Vengo a la prueba del traje, dijo
el Escritor.
Adelante, pase adelante, contestó
la secretaria abriendo la puerta. El Sastre lo atenderá en unos minutos.
El Escritor paseó la mirada por
la antesala, antes de sentarse en un sofá, mientras la señorita avisaba por
citófono su presencia.
Mientras esperaba la atención del
Sastre, el escritor fantaseó con la idea del traje a la medida. Era la primera
vez que podía hacerse uno, y lamentablemente, concluyó, cuando ya la vejez le estaba
cayendo encima. Sin duda le hubiera gustado haberlo tenido treinta años antes,
y no ahora, rayando los sesenta años. ¿De qué podría servirme ahora, cuando el
cuerpo ni la necesidad es la misma? En cambio, sí, en cambio si me lo hubiera
mandado hacer a los treinta años, cuánto podría haberlo aprovechado, sacado
partido; pero ahora, ahora, concluyó, no tiene ningún sentido. Mejor me voy,
dijo poniéndose repentinamente de pie con la idea de retirarse. Pero justo en
ese preciso momento apareció la secretaria para hacerlo pasar a la habitación
del sastre. Por cierto, el escritor
titubeó unos segundos, parpadeando repetidas veces, pero luego avanzó hasta la
presencia del Sastre, quien se encontraba sonriente acomodando prendas en un
maniquí.
Muy buenas tardes, saludó el Sastre.
Hombre de bigotitos cortos y cuerpo rechoncho. Es un honor tenerlo aquí, agregó
después. He leído sus libros.
El Escritor sonrió con cierta complacencia
antes de comentar: estoy pensando que ya no tiene mucho sentido seguir con
esto, dijo. Ya es tarde, demasiado tarde para un traje a la medida.
No diga eso por favor señor Escritor,
contestó al toque el sastre, ordenando a su ayudante que acercara el traje del Escritor
para la prueba correspondiente. Mire que esto le va a cambiar no sólo la
figura, sino la vida.
El Escritor volvió a vacilar
antes de entrar al vestidor. Sin embargo, una vez que se puso el traje, se
sintió muy cómodo, y no sólo su rostro cambió la expresión turbada que traía,
también cambiaron sus pensamientos. De pronto, se vio a si mismo completamente
diferente, agradado por la comodidad del traje.

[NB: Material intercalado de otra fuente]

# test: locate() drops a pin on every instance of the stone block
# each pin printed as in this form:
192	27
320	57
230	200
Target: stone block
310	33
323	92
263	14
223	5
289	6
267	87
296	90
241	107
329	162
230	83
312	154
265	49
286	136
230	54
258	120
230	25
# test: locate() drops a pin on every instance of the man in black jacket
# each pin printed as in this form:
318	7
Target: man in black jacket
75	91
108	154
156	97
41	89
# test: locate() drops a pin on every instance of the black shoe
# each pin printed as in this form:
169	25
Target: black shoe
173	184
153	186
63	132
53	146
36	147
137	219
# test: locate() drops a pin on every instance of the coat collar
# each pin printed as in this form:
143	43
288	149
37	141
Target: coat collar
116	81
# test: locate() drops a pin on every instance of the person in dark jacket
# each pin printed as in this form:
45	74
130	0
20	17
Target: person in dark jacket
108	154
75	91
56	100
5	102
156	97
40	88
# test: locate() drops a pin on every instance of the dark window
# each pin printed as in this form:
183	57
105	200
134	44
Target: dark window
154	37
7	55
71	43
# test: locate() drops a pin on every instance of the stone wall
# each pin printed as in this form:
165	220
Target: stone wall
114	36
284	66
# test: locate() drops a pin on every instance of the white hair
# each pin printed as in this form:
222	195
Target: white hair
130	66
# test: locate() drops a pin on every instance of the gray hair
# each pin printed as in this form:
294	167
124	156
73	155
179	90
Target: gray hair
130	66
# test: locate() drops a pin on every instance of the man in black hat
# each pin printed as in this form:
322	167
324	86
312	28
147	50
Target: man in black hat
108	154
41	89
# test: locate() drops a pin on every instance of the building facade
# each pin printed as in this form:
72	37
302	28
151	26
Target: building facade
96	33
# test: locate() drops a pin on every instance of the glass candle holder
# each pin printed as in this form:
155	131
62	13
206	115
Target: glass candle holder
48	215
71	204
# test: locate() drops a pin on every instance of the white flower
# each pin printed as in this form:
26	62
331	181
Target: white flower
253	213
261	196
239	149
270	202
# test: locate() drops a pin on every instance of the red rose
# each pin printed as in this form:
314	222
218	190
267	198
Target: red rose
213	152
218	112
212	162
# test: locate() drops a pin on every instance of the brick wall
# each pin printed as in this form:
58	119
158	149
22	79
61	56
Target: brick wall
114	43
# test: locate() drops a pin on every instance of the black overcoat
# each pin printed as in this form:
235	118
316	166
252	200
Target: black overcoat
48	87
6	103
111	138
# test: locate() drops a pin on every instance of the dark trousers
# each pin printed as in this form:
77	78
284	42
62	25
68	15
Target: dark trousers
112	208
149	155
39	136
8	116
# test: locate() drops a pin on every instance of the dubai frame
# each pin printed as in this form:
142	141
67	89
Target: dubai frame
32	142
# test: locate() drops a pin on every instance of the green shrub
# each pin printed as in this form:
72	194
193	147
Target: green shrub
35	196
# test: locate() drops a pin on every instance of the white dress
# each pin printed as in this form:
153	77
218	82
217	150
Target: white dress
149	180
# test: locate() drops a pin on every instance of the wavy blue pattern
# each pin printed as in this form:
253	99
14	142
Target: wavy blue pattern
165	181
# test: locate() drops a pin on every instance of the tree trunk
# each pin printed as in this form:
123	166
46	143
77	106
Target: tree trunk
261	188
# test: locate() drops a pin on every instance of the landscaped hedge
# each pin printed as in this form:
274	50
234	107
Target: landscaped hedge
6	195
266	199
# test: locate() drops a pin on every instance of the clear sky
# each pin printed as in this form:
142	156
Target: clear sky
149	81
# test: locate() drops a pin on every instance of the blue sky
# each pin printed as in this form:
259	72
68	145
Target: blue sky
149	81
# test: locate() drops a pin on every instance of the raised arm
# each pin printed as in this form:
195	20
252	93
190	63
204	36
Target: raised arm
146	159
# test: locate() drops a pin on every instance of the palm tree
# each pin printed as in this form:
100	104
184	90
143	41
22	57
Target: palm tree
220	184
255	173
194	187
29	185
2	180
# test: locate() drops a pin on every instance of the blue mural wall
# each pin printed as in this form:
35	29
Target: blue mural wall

¿Qué le parece? preguntó el
sastre.
Divino, confesó el Escritor. Me
siento otro.
Así es, contestó el Sastre. La
gente importante siempre sabe mandarse hacer su traje a la medida. Piense usted
nada más en los políticos, quienes tienen su propia sastrería: el Congreso. En
los jueces y abogados: los palacios de justicia. En los alcaldes, sus alcaldías...
En cambio los escritores no tienen su propia sastrería.